To one side there was a set of mats for Musicians, who almost invariably were present at the sessions, for even the exercises of the girls, which were carefully selected and frequently performed, are done to music; against one wall were several bars, also used in exercise, not unlike a training room in ballet except that there were four parallel bars fastened in the wall, which are used in a variety of exercises. Near the chests of raiment and such were several folded mats and sets of love furs.

One entire side of the room, the left, facing the front, was a mirror. This mirror was, as might be expected, a one-way mirror. Various members of the House might observe the training without being noted from behind this glass. I used it sometimes myself, but at other times, sometimes alone, sometimes with others, would enter the room and sit near the back. Sura encouraged males to observe, wanting the girls to sense their presence and interest. And, though I do not think I would have told Elizabeth, her performances with men clearly present, and she knowing it, were almost invariably superior to those in which she did not know herself observed.
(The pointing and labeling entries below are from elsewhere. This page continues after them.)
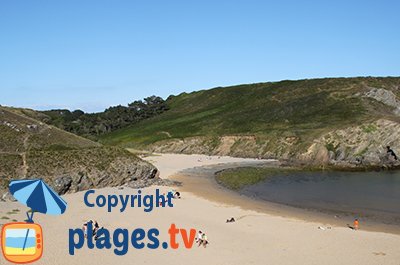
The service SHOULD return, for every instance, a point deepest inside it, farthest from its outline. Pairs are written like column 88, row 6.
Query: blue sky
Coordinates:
column 93, row 54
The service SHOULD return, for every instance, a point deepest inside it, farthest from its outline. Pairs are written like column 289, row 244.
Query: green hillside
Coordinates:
column 32, row 149
column 287, row 119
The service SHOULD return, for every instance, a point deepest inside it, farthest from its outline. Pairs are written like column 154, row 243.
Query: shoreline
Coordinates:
column 255, row 238
column 201, row 182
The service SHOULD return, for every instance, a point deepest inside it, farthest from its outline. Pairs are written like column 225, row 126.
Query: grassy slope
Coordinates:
column 50, row 152
column 304, row 108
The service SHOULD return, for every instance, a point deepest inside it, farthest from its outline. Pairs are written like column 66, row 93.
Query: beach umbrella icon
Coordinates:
column 38, row 196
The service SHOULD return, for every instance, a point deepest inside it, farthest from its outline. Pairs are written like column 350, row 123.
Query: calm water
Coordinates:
column 361, row 194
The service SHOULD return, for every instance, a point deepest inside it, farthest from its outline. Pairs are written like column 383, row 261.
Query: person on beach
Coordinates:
column 204, row 240
column 230, row 220
column 391, row 153
column 356, row 224
column 199, row 238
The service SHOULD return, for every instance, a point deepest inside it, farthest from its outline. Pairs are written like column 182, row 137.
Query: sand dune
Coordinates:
column 256, row 238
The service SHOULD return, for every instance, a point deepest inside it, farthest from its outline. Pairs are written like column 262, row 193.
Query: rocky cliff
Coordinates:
column 69, row 163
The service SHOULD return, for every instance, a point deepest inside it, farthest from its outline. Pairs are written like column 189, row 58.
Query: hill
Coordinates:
column 341, row 121
column 91, row 125
column 32, row 149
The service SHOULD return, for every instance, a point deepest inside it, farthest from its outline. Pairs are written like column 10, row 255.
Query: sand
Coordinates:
column 257, row 238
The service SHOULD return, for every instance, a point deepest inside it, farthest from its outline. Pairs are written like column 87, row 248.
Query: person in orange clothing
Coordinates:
column 356, row 224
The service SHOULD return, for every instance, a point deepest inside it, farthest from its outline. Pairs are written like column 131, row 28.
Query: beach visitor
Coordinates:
column 230, row 220
column 356, row 224
column 199, row 238
column 390, row 152
column 204, row 240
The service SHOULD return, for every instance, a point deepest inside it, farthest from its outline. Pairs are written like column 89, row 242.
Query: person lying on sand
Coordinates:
column 230, row 220
column 391, row 152
column 356, row 224
column 199, row 238
column 204, row 240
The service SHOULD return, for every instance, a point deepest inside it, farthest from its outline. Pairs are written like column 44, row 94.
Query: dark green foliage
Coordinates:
column 304, row 109
column 92, row 125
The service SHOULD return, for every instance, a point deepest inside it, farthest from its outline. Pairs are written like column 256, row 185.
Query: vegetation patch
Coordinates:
column 238, row 178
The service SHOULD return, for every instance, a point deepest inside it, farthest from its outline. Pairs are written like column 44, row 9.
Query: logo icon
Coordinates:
column 23, row 242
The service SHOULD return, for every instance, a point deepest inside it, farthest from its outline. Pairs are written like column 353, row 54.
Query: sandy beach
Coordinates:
column 256, row 238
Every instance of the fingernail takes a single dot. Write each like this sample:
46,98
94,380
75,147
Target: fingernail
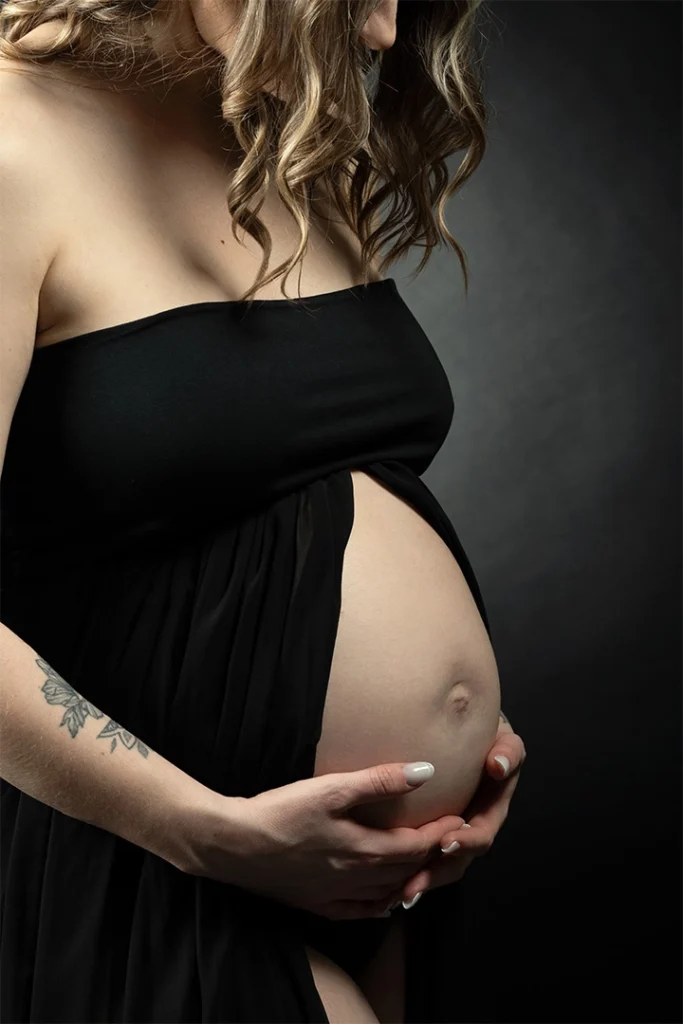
418,771
450,849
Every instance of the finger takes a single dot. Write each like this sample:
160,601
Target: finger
399,845
446,823
440,873
346,909
506,756
491,803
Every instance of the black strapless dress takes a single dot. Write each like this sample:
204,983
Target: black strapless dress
176,500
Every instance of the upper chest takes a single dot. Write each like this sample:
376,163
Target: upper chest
144,224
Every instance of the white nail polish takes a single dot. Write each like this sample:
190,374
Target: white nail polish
450,849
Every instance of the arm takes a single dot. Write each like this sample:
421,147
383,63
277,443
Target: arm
60,750
54,744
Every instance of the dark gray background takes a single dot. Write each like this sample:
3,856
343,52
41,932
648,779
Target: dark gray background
562,477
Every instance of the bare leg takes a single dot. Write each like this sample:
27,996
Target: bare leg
383,980
343,1000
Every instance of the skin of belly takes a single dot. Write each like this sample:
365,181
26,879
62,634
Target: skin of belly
414,676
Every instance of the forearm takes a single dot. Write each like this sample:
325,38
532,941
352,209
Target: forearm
382,981
59,749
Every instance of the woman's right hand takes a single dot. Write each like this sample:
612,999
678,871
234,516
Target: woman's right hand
298,845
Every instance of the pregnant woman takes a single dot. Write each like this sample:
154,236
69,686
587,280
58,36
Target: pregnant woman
249,698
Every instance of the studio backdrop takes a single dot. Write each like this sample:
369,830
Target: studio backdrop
562,475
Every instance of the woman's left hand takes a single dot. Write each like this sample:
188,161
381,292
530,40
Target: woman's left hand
484,816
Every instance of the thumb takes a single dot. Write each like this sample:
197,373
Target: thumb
378,782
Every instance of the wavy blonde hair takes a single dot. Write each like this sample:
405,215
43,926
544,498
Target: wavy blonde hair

There were several men, including myself, who visited the training area with some frequency. In the past two months, in particular, I noted two young Warriors, guards, recent additions to the staff of the House. Their names were Relius and Ho-Sorl. They seemed likable, capable young men, something above the average cut of the men in the employ of Cernus the Slaver. I supposed they had succumbed to gold, for slavers pay high for their hired swords.

The staff, incidentally, had been increased in the last month, largely due to the increasing number of slaves being processed by the House but perhaps also, in part, in preparation for the approaching spring, which is the busiest season on the Street of Brands, for then, after the winter, slave raids are more frequent and buyers wish to celebrate the New Year, beginning with the Vernal Equinox, by adding a girl or two to their household. On the other hand, the single greatest period for the sale of slaves is the five days of the Fifth Passage Hand, coming late in summer, called jointly the Love Feast.

I recalled a girl once known, named Sana, who had been sold in Ar during those days, who had become the consort of Kazrak, once Administrator of Ar. I knew that Cernus intended to market Elizabeth, and the two other girls, on that feast. It is thought to be good luck to buy a girl on that feast, so prices tend to be high. Long before that time, however, I hoped, with Elizabeth and Caprus, to be free of the House.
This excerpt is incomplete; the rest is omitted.